Or, en l’occurrence, les questions posées visent l’interprétation des articles 49 TFUE et 54 TFUE dans un litige réel relatif à l’inscription de VALE Építési au registre des sociétés. En outre, la qualification par la juridiction de renvoi de l’opération en cause au principal de transformation transfrontalière d’une société n’apparaît pas dépourvue de pertinence dès lors qu’il ressort du dossier que l’autorité chargée de la tenue du registre des sociétés à Rome a procédé à la radiation de VALE Costruzioni en inscrivant au registre, sous l’intitulé «Radiation et transfert du siège», que «la société a déménagé en Hongrie».

20

Pour cette même raison, il n’appartient pas à la Cour, eu égard à une nette séparation des fonctions entre les juridictions nationales et celle-ci, de conclure à l’extinction de VALE Costruzioni en raison de sa radiation du registre des sociétés à Rome.

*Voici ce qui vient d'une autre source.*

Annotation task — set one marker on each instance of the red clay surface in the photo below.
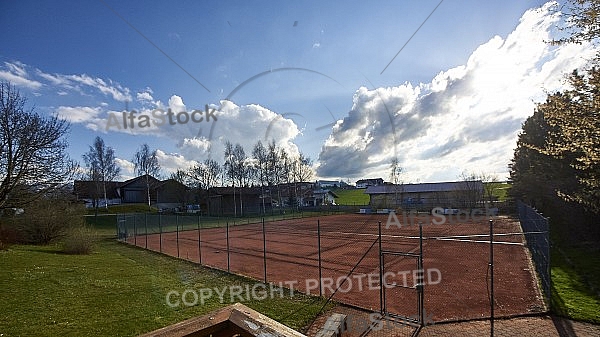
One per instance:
(456, 268)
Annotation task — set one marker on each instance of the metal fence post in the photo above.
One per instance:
(177, 233)
(319, 255)
(159, 234)
(199, 242)
(146, 229)
(491, 278)
(381, 299)
(422, 283)
(227, 238)
(264, 250)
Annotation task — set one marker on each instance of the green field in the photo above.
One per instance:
(576, 283)
(118, 290)
(355, 196)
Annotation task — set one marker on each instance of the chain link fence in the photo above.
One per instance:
(537, 235)
(454, 271)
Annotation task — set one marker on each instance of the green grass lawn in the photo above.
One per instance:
(116, 291)
(354, 196)
(500, 190)
(576, 283)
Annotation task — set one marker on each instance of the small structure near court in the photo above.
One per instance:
(234, 320)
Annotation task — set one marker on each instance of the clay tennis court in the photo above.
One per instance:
(455, 261)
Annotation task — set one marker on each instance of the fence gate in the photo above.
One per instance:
(402, 280)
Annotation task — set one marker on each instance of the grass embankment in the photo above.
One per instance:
(355, 196)
(576, 282)
(116, 291)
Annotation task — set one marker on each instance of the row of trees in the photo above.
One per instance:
(556, 165)
(267, 166)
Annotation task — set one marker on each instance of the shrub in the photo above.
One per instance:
(8, 236)
(79, 240)
(46, 220)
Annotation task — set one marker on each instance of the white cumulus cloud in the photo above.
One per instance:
(466, 118)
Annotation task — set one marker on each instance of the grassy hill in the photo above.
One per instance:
(351, 196)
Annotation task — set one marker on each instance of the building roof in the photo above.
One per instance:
(426, 187)
(90, 189)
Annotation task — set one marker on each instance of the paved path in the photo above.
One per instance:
(546, 326)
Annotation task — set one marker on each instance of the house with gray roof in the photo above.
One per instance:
(426, 196)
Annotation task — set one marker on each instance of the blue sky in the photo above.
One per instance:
(452, 100)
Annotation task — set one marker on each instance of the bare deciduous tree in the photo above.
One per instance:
(33, 158)
(146, 163)
(101, 167)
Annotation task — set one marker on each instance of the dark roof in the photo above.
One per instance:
(132, 180)
(229, 190)
(88, 189)
(425, 187)
(371, 180)
(325, 192)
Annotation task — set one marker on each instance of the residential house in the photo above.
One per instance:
(364, 183)
(460, 194)
(166, 194)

Dans ces conditions, l’interprétation sollicitée ne saurait être considérée comme étant sans rapport avec la réalité ou l’objet du litige au principal.

21

Enfin, la décision de renvoi décrit de manière suffisante les faits en cause au principal ainsi que la législation nationale pertinente, permettant, ainsi, à la Cour de saisir le sens et la portée des questions préjudicielles afin d’y répondre de façon utile.

22

Partant, la demande de décision préjudicielle ainsi que ses différentes questions doivent être considérées comme recevables.

Sur le fond

Sur les deux premières questions

23

Par ces deux premières questions, qu’il convient d’examiner ensemble, la juridiction de renvoi demande, en substance, si les articles 49 TFUE et 54 TFUE doivent être interprétés en ce sens qu’ils s’opposent à une réglementation nationale qui, tout en prévoyant pour les sociétés de droit interne la faculté de se transformer ne permet pas la transformation d’une société relevant du droit d’un autre État membre en société de droit national au moyen de la constitution de cette dernière.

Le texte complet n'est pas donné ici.